Stage 1 of 3: Preparing for AI
Your team isn't AI-ready yet — and that's fixable
Your results reflect a pattern we see in the majority of marketing teams: strong pressure to adopt AI, but real gaps in the foundations required to make it work. This isn't a technology problem — it's a data and strategy problem. And it’s fixable.
What your score tells us
A score in this range typically means one or more of these is true for your team right now:
- Your marketing data is scattered across tools and hard to connect or trust
- There's pressure to use AI but no clear strategy defining where or how
- Team confidence with AI is low — or concentrated in a few individuals
- Privacy and governance around AI use hasn't been formalised
- You're experimenting with AI but not measuring its business impact
None of these is permanent. Every team at the Advance AI stage started here. The difference is they fixed the foundations before the Scaling AI stage — not after.
You're not alone, here's what the data says
80% of marketing teams feel pressure from leadership to adopt AI. But only 6% have fully embedded it in their workflows.
- 37% of marketers lack a clear AI strategy or vision from leadership.
- 39% have concerns about AI data privacy — but most don't have formal policies in place.
- 66% of marketers report only moderate trust in AI outputs.
Your personalized action plan
Based on where Preparing for AI teams typically have the most urgent gaps, here's where to focus your next 90 days.
-
The single most impactful thing you can do right now: identify your 2–3 most important data sources usually paid media, CRM, and web analytics and build one reliable, connected view. You don't need to connect everything at once.
Before you improve quality, document what you have: which metrics do you trust, which do you question, and which do you avoid looking at altogether? That audit is your starting point.
36% of marketers say connecting data is their most important area to improve more than any other single gap.
-
You don't need a 20-page document. You need three things:
- One or two specific AI use cases with clear business rationale
- A defined success metric for each use case
- One person accountable for driving them
37% of marketing teams have no AI strategy at all. Having even a basic, documented version puts you ahead of more than a third of your peers.
-
39% of marketers cite AI data privacy as a barrier to adoption. The fix isn't complicated - it's formalizing what you probably already know informally: what AI use is permitted, what requires sign-off, and how AI outputs should be validated before acting on them.

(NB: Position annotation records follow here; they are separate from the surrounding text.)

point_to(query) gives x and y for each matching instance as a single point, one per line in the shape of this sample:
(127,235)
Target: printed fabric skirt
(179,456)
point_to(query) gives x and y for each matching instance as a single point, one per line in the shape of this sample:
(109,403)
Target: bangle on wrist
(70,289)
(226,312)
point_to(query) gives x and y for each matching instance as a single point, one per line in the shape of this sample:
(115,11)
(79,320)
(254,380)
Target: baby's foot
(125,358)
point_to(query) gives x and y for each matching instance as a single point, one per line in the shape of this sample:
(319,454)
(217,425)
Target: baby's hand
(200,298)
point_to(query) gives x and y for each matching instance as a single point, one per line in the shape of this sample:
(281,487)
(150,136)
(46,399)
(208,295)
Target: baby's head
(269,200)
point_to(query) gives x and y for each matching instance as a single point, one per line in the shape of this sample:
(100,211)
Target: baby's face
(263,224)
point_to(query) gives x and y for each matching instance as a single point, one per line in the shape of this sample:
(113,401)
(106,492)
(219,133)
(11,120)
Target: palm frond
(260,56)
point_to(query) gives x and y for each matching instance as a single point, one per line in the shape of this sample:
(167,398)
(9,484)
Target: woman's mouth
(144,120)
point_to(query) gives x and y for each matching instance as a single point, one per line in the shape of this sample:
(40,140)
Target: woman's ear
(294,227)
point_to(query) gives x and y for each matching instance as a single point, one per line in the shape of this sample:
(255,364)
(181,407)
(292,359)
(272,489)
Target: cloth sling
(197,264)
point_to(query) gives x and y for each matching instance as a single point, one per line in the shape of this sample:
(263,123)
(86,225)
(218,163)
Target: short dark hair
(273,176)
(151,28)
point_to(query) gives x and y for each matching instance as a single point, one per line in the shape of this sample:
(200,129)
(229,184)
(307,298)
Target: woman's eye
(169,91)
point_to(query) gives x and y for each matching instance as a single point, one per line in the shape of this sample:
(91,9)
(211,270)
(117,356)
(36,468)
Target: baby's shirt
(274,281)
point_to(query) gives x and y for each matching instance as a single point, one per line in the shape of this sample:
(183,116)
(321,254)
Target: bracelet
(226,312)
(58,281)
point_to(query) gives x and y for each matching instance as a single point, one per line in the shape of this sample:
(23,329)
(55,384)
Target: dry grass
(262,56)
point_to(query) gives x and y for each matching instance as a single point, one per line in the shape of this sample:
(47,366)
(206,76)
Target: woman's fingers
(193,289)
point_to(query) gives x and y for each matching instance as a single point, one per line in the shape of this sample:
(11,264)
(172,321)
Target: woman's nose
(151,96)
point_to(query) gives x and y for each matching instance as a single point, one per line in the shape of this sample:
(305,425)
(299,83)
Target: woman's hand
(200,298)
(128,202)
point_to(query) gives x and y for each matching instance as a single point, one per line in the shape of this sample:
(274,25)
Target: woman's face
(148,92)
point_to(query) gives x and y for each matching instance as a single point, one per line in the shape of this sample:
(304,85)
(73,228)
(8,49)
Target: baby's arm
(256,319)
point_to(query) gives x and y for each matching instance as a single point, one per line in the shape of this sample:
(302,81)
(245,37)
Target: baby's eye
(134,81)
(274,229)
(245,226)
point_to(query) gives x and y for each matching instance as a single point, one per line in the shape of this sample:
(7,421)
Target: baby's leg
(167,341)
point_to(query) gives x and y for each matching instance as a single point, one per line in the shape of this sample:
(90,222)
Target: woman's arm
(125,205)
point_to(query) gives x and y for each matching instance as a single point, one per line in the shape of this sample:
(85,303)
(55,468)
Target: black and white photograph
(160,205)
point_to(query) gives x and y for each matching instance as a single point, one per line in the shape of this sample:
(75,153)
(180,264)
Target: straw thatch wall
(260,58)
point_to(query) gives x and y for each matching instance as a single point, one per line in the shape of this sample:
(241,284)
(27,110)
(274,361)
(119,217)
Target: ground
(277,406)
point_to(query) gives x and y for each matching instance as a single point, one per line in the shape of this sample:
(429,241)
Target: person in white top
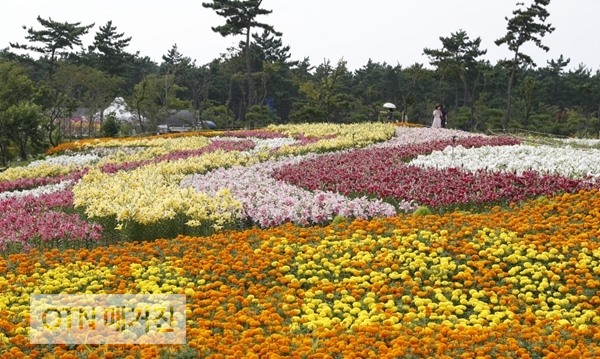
(437,117)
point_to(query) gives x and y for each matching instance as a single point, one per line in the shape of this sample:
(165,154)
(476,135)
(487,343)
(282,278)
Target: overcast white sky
(391,31)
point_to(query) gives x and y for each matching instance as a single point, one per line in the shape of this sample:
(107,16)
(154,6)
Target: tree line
(256,83)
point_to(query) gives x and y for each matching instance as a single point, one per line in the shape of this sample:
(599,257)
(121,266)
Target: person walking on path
(437,117)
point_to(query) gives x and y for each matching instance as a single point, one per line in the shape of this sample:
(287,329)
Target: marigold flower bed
(517,278)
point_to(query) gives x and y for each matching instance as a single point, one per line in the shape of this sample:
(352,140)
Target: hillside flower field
(316,241)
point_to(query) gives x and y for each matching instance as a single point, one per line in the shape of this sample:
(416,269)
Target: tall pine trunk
(510,83)
(250,80)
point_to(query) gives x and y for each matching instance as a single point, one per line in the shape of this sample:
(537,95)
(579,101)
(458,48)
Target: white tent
(119,108)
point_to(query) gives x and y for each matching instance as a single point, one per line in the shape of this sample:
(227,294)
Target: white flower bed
(566,161)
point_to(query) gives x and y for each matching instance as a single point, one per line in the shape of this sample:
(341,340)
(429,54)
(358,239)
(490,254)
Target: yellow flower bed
(151,193)
(43,170)
(453,285)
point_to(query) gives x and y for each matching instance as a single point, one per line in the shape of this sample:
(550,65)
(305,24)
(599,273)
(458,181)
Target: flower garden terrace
(325,270)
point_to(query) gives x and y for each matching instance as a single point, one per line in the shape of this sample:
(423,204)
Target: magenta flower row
(27,219)
(384,173)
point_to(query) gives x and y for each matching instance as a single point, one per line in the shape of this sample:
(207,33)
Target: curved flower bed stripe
(31,220)
(215,145)
(415,135)
(543,159)
(37,191)
(262,134)
(381,171)
(270,202)
(150,194)
(31,183)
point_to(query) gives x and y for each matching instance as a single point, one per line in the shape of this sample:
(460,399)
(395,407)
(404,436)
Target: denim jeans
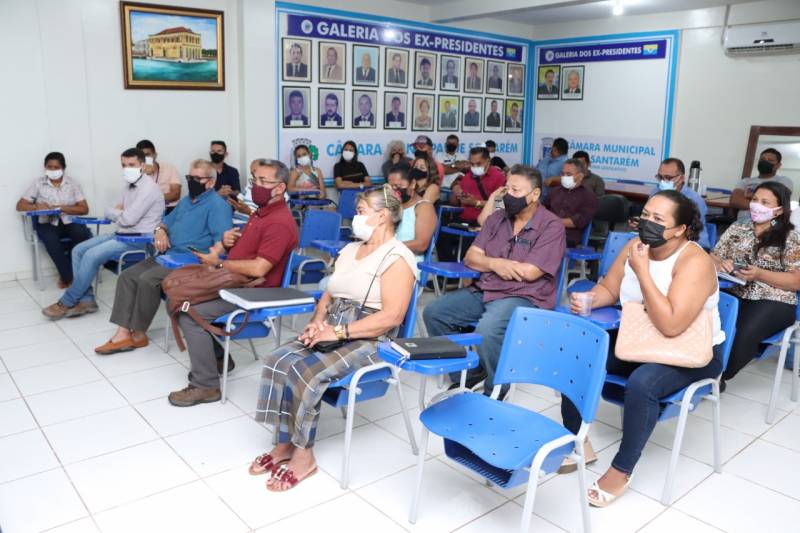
(647,384)
(87,258)
(465,307)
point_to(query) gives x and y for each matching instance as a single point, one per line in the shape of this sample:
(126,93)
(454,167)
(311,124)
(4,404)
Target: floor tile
(116,478)
(74,402)
(358,515)
(40,354)
(54,376)
(94,435)
(250,500)
(25,454)
(449,499)
(192,507)
(39,502)
(736,505)
(221,446)
(15,417)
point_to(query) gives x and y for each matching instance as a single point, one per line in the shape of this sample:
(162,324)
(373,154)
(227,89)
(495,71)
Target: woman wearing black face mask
(667,271)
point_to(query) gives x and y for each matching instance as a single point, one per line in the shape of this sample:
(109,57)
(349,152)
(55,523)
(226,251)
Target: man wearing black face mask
(769,163)
(518,253)
(227,176)
(198,221)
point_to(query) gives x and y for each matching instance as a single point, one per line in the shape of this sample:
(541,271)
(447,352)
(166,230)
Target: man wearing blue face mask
(671,178)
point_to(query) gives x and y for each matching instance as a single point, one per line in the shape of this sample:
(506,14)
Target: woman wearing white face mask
(51,191)
(349,172)
(366,299)
(304,175)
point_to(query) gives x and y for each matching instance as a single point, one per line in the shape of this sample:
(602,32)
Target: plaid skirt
(295,377)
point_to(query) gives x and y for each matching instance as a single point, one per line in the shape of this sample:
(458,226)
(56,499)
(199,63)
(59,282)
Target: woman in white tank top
(667,271)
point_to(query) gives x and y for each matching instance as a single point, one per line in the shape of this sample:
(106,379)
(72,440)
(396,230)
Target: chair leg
(423,451)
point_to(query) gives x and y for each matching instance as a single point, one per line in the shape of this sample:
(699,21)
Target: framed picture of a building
(166,47)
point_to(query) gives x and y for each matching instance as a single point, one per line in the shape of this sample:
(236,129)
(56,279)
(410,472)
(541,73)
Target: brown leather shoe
(56,311)
(192,395)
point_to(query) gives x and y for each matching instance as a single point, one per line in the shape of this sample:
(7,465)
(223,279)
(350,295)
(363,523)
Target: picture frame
(392,120)
(331,118)
(421,61)
(396,76)
(362,120)
(296,60)
(332,72)
(474,83)
(196,61)
(449,73)
(366,65)
(296,108)
(422,119)
(469,122)
(572,82)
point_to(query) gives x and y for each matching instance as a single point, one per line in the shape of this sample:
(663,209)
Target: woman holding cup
(669,273)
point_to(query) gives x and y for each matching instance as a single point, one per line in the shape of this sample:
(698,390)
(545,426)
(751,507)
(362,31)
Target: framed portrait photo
(365,106)
(472,113)
(493,114)
(395,106)
(296,107)
(572,82)
(473,75)
(331,108)
(450,72)
(296,59)
(396,68)
(422,111)
(166,47)
(495,77)
(424,70)
(547,82)
(366,66)
(516,80)
(332,62)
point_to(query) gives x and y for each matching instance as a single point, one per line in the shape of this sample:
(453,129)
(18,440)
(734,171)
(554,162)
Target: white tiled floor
(89,444)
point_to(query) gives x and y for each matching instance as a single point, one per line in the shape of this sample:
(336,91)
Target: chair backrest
(728,311)
(615,242)
(558,350)
(319,225)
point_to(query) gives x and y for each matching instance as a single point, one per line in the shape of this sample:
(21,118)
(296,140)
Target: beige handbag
(639,341)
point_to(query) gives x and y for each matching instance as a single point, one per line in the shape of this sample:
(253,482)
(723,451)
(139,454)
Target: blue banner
(392,35)
(625,51)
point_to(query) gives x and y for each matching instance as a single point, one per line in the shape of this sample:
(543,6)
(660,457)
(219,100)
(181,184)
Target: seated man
(139,211)
(518,253)
(573,203)
(198,221)
(262,249)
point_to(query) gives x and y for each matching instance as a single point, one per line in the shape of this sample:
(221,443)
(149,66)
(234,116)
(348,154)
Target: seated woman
(765,253)
(366,299)
(305,176)
(419,217)
(667,271)
(57,190)
(349,172)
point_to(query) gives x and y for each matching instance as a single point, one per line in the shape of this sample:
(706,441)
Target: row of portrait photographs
(476,75)
(464,113)
(555,82)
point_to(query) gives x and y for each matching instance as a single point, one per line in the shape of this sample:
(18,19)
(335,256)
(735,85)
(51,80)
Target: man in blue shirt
(671,177)
(198,221)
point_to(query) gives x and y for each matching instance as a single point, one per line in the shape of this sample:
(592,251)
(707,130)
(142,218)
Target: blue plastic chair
(681,403)
(508,444)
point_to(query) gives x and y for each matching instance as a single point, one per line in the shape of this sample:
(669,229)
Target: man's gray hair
(527,172)
(281,170)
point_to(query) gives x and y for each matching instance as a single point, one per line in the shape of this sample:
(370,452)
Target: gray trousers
(138,295)
(201,345)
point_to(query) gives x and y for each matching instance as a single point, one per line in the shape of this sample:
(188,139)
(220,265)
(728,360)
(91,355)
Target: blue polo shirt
(200,223)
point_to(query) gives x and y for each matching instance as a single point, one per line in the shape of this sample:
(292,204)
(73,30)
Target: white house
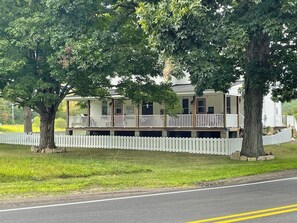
(215,114)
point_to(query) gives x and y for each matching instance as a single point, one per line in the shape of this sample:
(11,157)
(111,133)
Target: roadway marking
(145,195)
(250,215)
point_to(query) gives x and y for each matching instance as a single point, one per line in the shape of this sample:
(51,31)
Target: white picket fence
(190,145)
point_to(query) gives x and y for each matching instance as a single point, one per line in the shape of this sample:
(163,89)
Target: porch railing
(210,120)
(153,121)
(125,121)
(100,121)
(180,121)
(231,120)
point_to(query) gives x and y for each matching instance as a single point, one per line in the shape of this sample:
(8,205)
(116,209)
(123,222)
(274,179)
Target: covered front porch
(212,111)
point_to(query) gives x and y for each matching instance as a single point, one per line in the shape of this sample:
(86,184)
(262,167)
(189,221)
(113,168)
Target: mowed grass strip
(23,173)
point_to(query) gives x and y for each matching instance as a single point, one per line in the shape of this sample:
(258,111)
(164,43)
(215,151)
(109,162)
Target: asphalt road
(177,206)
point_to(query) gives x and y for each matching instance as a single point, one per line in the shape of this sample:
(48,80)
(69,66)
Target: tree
(218,42)
(28,116)
(49,49)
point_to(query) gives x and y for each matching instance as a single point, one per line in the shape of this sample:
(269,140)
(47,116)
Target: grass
(23,173)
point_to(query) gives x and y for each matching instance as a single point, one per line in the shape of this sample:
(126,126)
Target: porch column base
(225,134)
(69,132)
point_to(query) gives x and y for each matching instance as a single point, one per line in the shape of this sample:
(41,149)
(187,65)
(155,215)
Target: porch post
(112,112)
(165,118)
(224,108)
(67,111)
(194,110)
(238,118)
(89,113)
(137,116)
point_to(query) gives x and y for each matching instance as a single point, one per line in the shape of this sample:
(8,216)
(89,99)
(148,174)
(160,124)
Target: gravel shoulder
(17,202)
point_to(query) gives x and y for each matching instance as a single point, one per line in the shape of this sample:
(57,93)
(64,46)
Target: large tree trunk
(27,120)
(252,145)
(255,88)
(47,130)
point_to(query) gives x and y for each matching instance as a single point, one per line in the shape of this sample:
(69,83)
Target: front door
(201,106)
(147,108)
(118,108)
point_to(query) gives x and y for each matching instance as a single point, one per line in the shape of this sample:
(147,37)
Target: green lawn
(23,173)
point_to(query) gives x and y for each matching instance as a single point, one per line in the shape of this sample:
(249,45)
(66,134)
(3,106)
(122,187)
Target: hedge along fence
(190,145)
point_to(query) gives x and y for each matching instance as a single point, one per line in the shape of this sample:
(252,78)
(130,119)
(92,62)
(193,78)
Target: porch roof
(180,89)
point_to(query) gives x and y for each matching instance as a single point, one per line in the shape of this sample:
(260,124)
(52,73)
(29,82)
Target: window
(185,104)
(228,105)
(104,108)
(210,110)
(201,105)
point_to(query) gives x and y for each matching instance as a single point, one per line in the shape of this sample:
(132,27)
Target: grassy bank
(28,174)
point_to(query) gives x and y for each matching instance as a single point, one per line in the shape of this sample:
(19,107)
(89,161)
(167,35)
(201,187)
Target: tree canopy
(218,42)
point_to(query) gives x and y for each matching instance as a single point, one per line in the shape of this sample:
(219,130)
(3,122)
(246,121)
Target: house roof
(180,89)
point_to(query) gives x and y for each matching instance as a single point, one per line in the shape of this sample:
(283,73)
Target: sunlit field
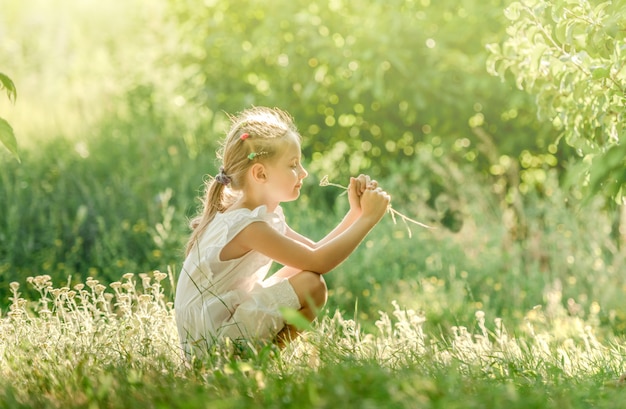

A one-page internal policy removes the hesitation that keeps teams stuck in low-stakes AI experimentation indefinitely.
-
Low AI confidence is a capability problem, not a technology problem. The fastest fix: run internal sessions on the specific AI tools your team already has access to, create a shared library of approved use cases, and normalise "did we use AI to check this?" as a standard question before campaigns go live.